Se ben ricordo, mi togliesti subito la parola sostituendola con un silenzio su cui galleggiavano informi brandelli di vacuità estranee, come quando parlasti - a te stesso, supposi - della maestra di tua figlia e delle sue paranoie. E io intanto pensavo che era di tua figlia che avrei voluto sapere, e non della sua maestra, ma capivo che anche tu, povero ragazzo padre, avevi una tua faticosa scala di valori, e soprattutto che essa non mi riguardava in alcun modo. In alcun modo possibile, per come avevi messo le cose.
Se ben ricordo, ci fu solo il tempo per un menu vegetariano tra un negozio di dischi e uno di cineserie, e tra una fila di impiegati che entravano e l'altra di quelli che pagavano il conto della loro insipida pausa pranzo, non meno insipida peraltro della nostra. O della mia, comunque.

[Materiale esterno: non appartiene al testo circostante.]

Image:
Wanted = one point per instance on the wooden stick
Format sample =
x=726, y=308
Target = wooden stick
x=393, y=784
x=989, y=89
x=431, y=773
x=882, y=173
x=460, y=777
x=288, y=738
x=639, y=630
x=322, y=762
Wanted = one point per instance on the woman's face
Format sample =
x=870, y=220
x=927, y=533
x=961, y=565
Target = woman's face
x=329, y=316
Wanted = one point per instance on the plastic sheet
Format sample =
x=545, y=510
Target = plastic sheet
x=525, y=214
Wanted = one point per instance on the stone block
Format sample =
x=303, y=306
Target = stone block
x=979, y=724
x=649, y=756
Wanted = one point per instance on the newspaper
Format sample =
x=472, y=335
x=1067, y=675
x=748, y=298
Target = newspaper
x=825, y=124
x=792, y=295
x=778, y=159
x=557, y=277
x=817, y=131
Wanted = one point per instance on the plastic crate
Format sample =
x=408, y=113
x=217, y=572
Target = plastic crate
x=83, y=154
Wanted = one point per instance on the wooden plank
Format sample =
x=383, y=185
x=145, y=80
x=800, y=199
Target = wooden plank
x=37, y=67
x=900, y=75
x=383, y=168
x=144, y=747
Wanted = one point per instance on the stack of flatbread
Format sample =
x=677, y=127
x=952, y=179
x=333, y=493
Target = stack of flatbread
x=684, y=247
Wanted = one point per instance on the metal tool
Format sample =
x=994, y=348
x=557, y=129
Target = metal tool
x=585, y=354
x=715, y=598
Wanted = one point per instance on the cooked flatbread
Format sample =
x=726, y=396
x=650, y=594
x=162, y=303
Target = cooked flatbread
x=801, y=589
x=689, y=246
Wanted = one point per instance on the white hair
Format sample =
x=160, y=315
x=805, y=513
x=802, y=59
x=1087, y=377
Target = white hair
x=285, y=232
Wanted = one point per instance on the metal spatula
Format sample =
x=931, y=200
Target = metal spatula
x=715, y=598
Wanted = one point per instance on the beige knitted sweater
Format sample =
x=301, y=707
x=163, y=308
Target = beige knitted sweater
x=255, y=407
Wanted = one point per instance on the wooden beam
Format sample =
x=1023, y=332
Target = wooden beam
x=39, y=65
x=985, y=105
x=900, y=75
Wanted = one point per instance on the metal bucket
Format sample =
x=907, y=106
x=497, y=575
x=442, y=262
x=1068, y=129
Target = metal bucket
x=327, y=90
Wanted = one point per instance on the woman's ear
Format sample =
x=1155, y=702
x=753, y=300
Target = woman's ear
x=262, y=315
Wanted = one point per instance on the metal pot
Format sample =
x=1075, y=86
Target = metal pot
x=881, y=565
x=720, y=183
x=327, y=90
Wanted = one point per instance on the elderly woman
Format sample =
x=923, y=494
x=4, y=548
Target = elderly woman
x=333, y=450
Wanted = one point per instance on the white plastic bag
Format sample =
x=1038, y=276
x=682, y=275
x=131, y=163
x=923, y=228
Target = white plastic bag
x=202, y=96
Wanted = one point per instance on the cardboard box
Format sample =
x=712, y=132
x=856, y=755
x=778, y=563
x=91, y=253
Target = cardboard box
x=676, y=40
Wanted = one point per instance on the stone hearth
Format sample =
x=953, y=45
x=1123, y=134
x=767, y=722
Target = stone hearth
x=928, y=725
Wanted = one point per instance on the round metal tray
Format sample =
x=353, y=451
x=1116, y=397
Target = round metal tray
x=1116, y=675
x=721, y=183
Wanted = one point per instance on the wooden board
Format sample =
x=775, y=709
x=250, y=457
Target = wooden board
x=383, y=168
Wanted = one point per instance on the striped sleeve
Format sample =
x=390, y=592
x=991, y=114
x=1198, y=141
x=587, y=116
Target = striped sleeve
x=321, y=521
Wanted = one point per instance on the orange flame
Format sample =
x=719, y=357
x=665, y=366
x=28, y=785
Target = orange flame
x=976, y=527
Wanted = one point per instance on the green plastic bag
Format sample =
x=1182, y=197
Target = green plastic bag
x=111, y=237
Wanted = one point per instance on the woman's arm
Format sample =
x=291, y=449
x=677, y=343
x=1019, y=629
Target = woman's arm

Se ben ricordo, era di me che contavo parlarti, dirti che ero guarita come da certificato medico in borsetta - che trascurai di mostrarti - e che avevo già da giorni, tre per la precisione e sempre se ben ricordo, sgombrato dal mio comodino boccette ambrate e incensi propiziatori, non si sarebbe saputo mai se e quanto utili. Di un corso per sommelier, volevo dirti, e di qualcosa successo alla mia coinquilina, forse - ecco - che aveva perso l'impiego e tornava a vivere con sua madre.
Se ben ricordo, era maggio e d'improvviso piovve un'acqua leggera calda come di serra, ma durò poco, il tempo di un caffè ma senza zucchero, bevuto in piedi rifugiando gli occhi nello specchio di fronte per non imbarazzarci più del sopportabile, mentre cadevano senza rumore le parole da dire e non dette, per fortuna non dette.
Se ben ricordo, ci furono motivi - una serie di futili motivi - che entrambi a distanza di giorni e poi mesi e anni avremmo considerato sufficienti a giustificare il fatto che fu quella, se ben ricordo, l'ultima volta che ci incontrammo.
Se nel salutarci sul marciapiede degli addii ci scambiammo almeno un bacio - cedendo a una cieca noncuranza come talvolta accade in queste circostanze - questo l'ho dimenticato.